En Español.

Mission photographer Ted Pushinsky shows us the neighborhood through the years and takes a few minutes to chat with us.

Mission Local: How did you get into photography?
Ted Pushinsky: When I was about 9 or 10 years old, my grand-aunt, who painted and printed her own photographs, took me to the Museum of Modern Art to walk me through the “Family of Man” show. That was the beginning — on the way home she presented me with a Kodak Brownie. A decade later, Antonioni’s Blow-Up came out, and I bought my first Nikon. I photographed my wife’s dance company (Tumbleweed) in the early 70s. That led to a job shooting publicity stills for the SF Ballet as well as assignments from boxing and wrestling magazines.

ML: What inspires you in the Mission? And why?

TP: I lived in Mexico City for a year while still in my teens. I never wanted to close my eyes, afraid I’d miss something. It’s been more than 40 years, and I’m still nostalgic for that time. It’s less than a five-minute walk from my house to 24th and Potrero; the 40 years disappear and I’m back to a place where I don’t want to miss a thing.

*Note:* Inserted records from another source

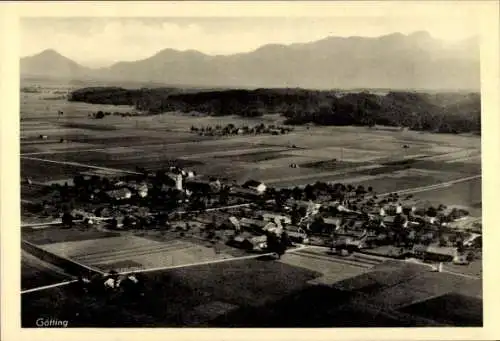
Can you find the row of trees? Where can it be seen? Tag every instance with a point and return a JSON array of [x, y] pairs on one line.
[[231, 129], [447, 113]]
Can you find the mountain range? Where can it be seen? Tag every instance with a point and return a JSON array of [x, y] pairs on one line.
[[395, 61]]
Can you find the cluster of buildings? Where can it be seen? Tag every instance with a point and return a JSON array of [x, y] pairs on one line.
[[358, 222]]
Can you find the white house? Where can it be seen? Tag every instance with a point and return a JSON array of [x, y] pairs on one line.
[[120, 194], [255, 186]]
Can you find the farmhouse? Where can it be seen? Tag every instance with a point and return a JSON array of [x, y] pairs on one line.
[[267, 216], [119, 194], [140, 189], [255, 186], [296, 234]]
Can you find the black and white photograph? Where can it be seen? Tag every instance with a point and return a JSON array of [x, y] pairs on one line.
[[251, 171]]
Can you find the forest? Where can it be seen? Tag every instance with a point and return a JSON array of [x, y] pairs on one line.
[[435, 112]]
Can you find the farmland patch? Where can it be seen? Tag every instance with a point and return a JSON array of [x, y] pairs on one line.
[[136, 252], [46, 171], [454, 309]]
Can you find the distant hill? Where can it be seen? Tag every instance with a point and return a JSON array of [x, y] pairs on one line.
[[50, 63], [395, 61]]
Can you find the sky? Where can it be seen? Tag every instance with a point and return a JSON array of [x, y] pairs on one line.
[[101, 41]]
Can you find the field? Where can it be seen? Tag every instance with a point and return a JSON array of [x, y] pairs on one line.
[[123, 252], [258, 292]]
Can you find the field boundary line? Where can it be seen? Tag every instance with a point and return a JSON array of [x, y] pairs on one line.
[[77, 164], [209, 262], [432, 187], [26, 291]]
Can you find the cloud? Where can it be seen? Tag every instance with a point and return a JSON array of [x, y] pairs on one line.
[[103, 41]]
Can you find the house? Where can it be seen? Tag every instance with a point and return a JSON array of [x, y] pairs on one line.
[[249, 242], [252, 223], [332, 223], [255, 186], [296, 234], [140, 189], [119, 194], [435, 253], [231, 223]]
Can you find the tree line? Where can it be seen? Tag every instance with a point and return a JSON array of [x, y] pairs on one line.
[[440, 112]]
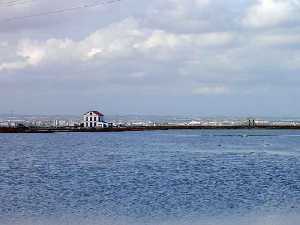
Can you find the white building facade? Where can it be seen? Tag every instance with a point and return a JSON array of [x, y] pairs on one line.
[[94, 119]]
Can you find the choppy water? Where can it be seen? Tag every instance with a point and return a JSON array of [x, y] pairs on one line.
[[166, 177]]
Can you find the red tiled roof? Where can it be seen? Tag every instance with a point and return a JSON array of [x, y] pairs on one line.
[[96, 112]]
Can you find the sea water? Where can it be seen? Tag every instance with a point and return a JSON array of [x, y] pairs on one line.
[[201, 177]]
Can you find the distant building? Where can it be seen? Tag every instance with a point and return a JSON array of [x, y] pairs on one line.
[[94, 119]]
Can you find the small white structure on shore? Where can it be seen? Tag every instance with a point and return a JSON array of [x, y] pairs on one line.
[[94, 119]]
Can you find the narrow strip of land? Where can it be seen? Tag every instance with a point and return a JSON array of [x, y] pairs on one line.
[[142, 128]]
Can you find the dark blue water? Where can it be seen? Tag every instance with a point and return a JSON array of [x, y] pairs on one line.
[[187, 177]]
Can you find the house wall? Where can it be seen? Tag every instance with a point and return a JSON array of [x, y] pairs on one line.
[[92, 120]]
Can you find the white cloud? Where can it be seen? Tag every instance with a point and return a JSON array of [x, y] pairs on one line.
[[211, 90], [119, 40], [267, 13], [277, 39]]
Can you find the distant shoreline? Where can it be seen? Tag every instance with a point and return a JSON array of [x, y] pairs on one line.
[[145, 128]]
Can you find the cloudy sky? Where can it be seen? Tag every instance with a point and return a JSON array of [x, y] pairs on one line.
[[203, 57]]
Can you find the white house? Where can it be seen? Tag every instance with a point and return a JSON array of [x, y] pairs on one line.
[[94, 119]]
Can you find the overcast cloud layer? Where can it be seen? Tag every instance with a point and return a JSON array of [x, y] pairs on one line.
[[204, 57]]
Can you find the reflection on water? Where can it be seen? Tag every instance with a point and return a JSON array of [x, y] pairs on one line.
[[167, 177]]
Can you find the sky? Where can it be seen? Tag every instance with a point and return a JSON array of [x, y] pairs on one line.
[[159, 57]]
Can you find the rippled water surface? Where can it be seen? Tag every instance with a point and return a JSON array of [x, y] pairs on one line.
[[165, 177]]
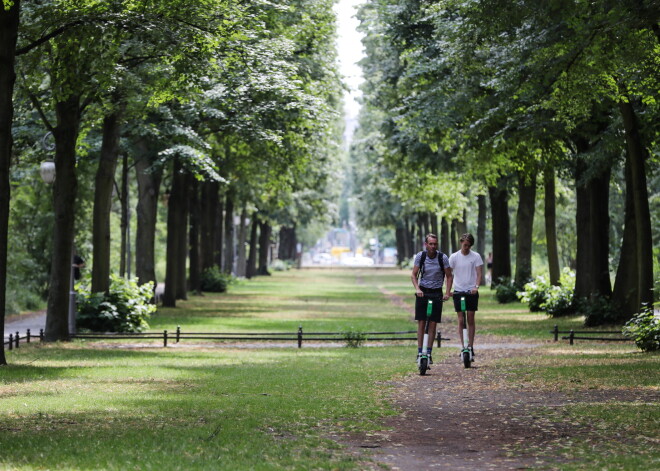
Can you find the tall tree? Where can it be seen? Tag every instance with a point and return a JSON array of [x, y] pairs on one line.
[[9, 21]]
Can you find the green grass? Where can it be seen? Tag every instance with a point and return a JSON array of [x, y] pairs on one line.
[[75, 408], [85, 405]]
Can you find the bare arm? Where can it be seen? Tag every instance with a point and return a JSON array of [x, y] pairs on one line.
[[413, 277], [449, 276], [480, 270]]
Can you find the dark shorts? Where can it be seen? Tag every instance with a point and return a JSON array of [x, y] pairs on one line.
[[422, 303], [471, 301]]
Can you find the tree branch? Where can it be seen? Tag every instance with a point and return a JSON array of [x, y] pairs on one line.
[[48, 37]]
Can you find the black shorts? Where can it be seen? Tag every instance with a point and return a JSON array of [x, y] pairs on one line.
[[471, 301], [422, 303]]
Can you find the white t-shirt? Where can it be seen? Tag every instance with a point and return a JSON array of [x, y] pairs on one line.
[[464, 268]]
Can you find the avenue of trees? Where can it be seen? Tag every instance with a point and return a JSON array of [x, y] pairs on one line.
[[221, 116], [493, 105]]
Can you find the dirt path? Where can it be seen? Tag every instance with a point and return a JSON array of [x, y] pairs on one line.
[[500, 426]]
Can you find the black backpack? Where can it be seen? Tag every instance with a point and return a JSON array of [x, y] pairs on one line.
[[422, 259]]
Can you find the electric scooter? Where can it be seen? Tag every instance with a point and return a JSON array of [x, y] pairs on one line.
[[423, 359], [465, 353]]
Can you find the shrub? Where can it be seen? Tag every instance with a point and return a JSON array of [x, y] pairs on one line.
[[125, 308], [505, 291], [535, 293], [214, 281], [281, 265], [597, 310], [644, 329], [559, 301]]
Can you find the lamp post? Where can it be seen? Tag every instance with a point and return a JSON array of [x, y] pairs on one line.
[[47, 172]]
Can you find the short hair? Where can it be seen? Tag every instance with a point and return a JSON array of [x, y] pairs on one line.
[[469, 237]]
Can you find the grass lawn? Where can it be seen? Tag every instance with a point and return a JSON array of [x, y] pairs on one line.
[[84, 405]]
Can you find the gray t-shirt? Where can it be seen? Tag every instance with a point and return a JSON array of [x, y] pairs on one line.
[[433, 277]]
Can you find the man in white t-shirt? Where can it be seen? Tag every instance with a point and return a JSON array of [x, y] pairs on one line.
[[467, 268]]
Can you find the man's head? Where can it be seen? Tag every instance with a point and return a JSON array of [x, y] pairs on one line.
[[431, 242], [467, 237]]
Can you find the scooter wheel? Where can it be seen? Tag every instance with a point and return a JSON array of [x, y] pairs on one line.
[[423, 366], [466, 359]]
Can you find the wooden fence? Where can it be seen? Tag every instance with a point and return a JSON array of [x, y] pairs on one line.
[[588, 335], [178, 336]]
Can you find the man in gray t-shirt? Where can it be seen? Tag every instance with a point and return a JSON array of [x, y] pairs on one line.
[[428, 280]]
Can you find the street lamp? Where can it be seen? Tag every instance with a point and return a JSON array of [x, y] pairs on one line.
[[47, 172]]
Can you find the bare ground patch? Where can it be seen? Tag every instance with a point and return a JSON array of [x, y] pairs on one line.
[[476, 419]]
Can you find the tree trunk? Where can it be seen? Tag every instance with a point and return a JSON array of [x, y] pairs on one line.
[[173, 246], [481, 230], [264, 247], [182, 236], [195, 271], [400, 236], [123, 256], [445, 246], [525, 229], [551, 225], [461, 226], [219, 233], [637, 156], [626, 284], [242, 236], [592, 223], [251, 269], [209, 205], [8, 36], [499, 207], [64, 197], [104, 182], [599, 197], [287, 244], [148, 180], [454, 236], [229, 232]]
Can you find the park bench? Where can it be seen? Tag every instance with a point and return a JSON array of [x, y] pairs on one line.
[[589, 335]]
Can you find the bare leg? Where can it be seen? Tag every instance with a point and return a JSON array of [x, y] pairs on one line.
[[460, 327], [420, 333]]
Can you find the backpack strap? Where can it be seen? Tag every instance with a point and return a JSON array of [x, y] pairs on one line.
[[422, 259]]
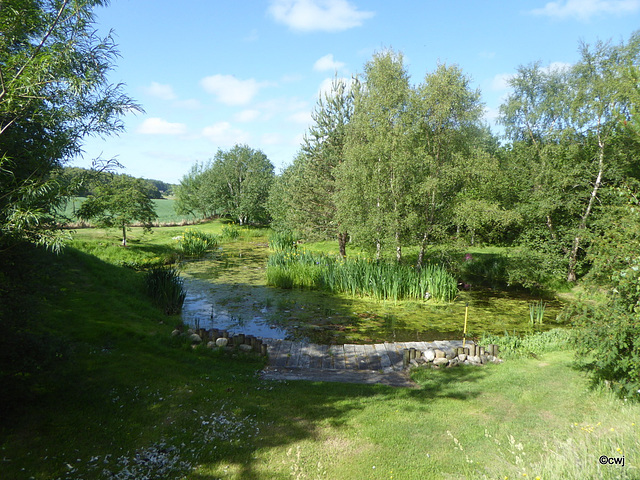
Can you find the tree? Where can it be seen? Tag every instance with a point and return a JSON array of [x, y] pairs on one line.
[[53, 92], [193, 195], [565, 124], [311, 180], [372, 180], [239, 182], [118, 204], [447, 116]]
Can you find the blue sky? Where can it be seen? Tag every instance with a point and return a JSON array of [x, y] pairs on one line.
[[211, 74]]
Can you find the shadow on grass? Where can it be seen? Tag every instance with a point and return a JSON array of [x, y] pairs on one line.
[[123, 384]]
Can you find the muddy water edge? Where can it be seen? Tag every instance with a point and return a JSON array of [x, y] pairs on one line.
[[228, 290]]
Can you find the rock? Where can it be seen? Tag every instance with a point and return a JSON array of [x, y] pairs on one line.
[[440, 361]]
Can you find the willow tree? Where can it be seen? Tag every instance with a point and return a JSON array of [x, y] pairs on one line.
[[54, 92], [376, 173]]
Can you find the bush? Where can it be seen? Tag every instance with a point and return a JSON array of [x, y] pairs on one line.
[[514, 346], [166, 288]]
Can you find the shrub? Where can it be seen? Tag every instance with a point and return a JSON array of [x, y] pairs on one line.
[[514, 346], [166, 288]]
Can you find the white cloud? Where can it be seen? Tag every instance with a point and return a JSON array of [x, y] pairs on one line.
[[159, 90], [327, 63], [158, 126], [501, 81], [247, 115], [317, 15], [271, 139], [223, 134], [302, 118], [585, 9], [326, 87], [190, 104], [231, 90]]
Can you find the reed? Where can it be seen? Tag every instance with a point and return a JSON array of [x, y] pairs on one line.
[[166, 288], [194, 243], [536, 312], [359, 277]]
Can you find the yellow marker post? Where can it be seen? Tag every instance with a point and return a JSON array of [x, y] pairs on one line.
[[466, 314]]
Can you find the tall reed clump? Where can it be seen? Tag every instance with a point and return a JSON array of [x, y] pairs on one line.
[[536, 312], [165, 286], [359, 277], [194, 243], [282, 241]]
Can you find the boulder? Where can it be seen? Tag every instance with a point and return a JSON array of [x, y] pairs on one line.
[[429, 354]]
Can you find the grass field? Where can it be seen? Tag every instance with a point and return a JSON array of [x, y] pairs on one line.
[[122, 399], [163, 207]]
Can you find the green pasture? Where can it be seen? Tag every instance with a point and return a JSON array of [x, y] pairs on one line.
[[119, 398], [163, 207]]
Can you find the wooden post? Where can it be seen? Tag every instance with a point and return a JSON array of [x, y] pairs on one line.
[[464, 334]]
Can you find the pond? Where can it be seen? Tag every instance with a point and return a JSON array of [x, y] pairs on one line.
[[228, 291]]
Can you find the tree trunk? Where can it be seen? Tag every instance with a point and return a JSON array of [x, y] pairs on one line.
[[573, 257], [423, 244], [342, 243]]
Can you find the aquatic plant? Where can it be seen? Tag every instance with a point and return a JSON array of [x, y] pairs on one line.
[[194, 243], [359, 276], [282, 241], [165, 286], [536, 312]]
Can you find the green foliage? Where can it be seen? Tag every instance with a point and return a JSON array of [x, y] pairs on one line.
[[235, 183], [515, 346], [166, 288], [119, 203], [608, 332], [359, 277], [536, 312], [195, 243], [54, 91], [283, 241]]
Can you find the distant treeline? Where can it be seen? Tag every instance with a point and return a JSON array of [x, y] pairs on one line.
[[84, 182]]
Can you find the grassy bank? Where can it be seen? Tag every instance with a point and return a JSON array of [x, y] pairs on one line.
[[119, 398]]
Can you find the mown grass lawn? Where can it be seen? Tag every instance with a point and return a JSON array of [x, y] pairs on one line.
[[123, 399]]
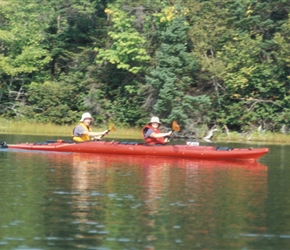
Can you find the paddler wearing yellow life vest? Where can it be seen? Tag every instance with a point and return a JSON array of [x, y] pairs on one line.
[[83, 132]]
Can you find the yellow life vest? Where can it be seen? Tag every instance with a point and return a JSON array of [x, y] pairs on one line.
[[83, 137]]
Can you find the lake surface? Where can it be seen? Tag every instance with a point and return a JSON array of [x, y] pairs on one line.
[[82, 201]]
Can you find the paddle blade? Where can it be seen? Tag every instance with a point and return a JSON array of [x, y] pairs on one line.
[[175, 126], [112, 127]]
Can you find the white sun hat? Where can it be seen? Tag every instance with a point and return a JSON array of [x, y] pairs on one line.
[[86, 116], [155, 119]]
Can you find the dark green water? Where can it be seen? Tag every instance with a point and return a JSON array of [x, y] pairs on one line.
[[74, 201]]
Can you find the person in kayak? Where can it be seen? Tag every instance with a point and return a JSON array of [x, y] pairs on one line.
[[152, 135], [83, 132]]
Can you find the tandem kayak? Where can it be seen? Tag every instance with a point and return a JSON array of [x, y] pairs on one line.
[[134, 148]]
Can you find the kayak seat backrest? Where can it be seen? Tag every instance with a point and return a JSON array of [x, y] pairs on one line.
[[52, 141], [128, 143], [3, 144], [223, 148]]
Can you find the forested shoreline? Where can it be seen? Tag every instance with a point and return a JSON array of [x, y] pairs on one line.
[[211, 63]]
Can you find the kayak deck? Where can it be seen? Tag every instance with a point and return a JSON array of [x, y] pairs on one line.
[[134, 148]]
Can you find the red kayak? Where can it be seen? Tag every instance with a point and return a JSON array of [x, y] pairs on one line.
[[134, 148]]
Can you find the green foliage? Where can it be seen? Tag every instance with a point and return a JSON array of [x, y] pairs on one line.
[[126, 46], [171, 77], [53, 102]]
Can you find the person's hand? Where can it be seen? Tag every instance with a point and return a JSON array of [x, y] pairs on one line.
[[96, 138]]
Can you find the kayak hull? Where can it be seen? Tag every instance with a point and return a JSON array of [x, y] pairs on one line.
[[184, 151]]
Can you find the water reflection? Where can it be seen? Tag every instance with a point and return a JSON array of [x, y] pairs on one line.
[[124, 202]]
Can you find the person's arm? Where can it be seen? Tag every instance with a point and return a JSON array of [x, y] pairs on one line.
[[96, 133], [159, 135]]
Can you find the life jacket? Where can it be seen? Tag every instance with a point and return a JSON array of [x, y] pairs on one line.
[[83, 137], [152, 140]]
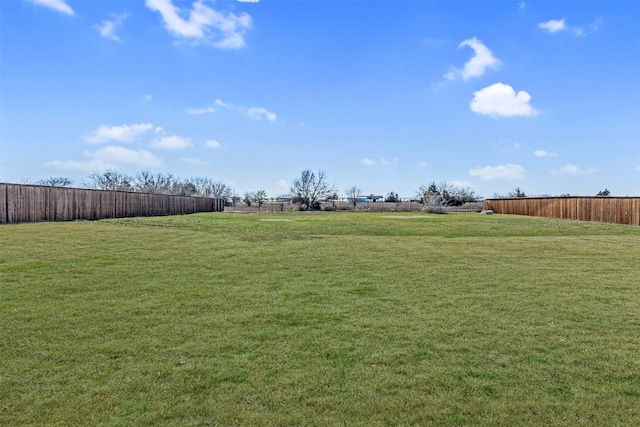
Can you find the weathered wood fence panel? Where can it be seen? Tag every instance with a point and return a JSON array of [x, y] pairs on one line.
[[33, 203], [617, 210]]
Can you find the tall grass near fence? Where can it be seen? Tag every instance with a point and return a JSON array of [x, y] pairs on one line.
[[616, 210], [34, 203]]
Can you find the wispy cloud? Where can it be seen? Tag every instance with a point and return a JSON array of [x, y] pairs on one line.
[[123, 156], [172, 142], [507, 172], [123, 133], [571, 169], [57, 5], [553, 25], [501, 100], [194, 161], [544, 153], [199, 111], [108, 27], [477, 65], [201, 22], [560, 25], [259, 113], [220, 103]]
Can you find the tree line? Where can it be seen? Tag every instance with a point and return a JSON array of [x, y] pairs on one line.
[[308, 191]]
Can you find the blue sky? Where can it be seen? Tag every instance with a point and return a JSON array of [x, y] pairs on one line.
[[384, 95]]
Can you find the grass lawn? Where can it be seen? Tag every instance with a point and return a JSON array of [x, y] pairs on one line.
[[320, 319]]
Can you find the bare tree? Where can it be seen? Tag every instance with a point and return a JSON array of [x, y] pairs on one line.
[[435, 197], [431, 198], [110, 179], [248, 198], [56, 181], [146, 182], [259, 198], [183, 189], [309, 189], [392, 198], [352, 195], [210, 188], [221, 190], [516, 193]]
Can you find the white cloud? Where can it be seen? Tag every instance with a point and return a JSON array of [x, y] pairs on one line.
[[82, 166], [119, 155], [203, 23], [553, 26], [108, 27], [570, 169], [198, 111], [461, 184], [172, 142], [57, 5], [490, 173], [543, 153], [221, 104], [194, 161], [500, 100], [477, 65], [124, 133], [259, 113]]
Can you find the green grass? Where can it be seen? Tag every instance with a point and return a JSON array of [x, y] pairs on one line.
[[320, 319]]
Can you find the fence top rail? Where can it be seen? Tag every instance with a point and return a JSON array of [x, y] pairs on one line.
[[98, 190], [563, 197]]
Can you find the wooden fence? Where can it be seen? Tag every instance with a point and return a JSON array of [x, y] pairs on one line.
[[617, 210], [32, 203]]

ML: What do you look for when out taking photos in the neighborhood?
TP: Wherever I am, I’m hoping to be lucky enough to be surprised.

ML: Any advice for Mission photographers?
TP: I’m hardly one to give advice. Perhaps: see what you’re looking at – but I suspect a photographer doesn’t need to hear that from me.

ML: What do you do when not taking photos?
TP: I work with the Children’s Book Project, a nonprofit here in San Francisco. The Book Project provides free books for children and is open for families, teachers and organizations that need books for kids.

ML: What are you working on?
TP: I’ve been fortunate to meet several artists working in San Francisco and am making an effort (slowly) to build up a portfolio of portraits.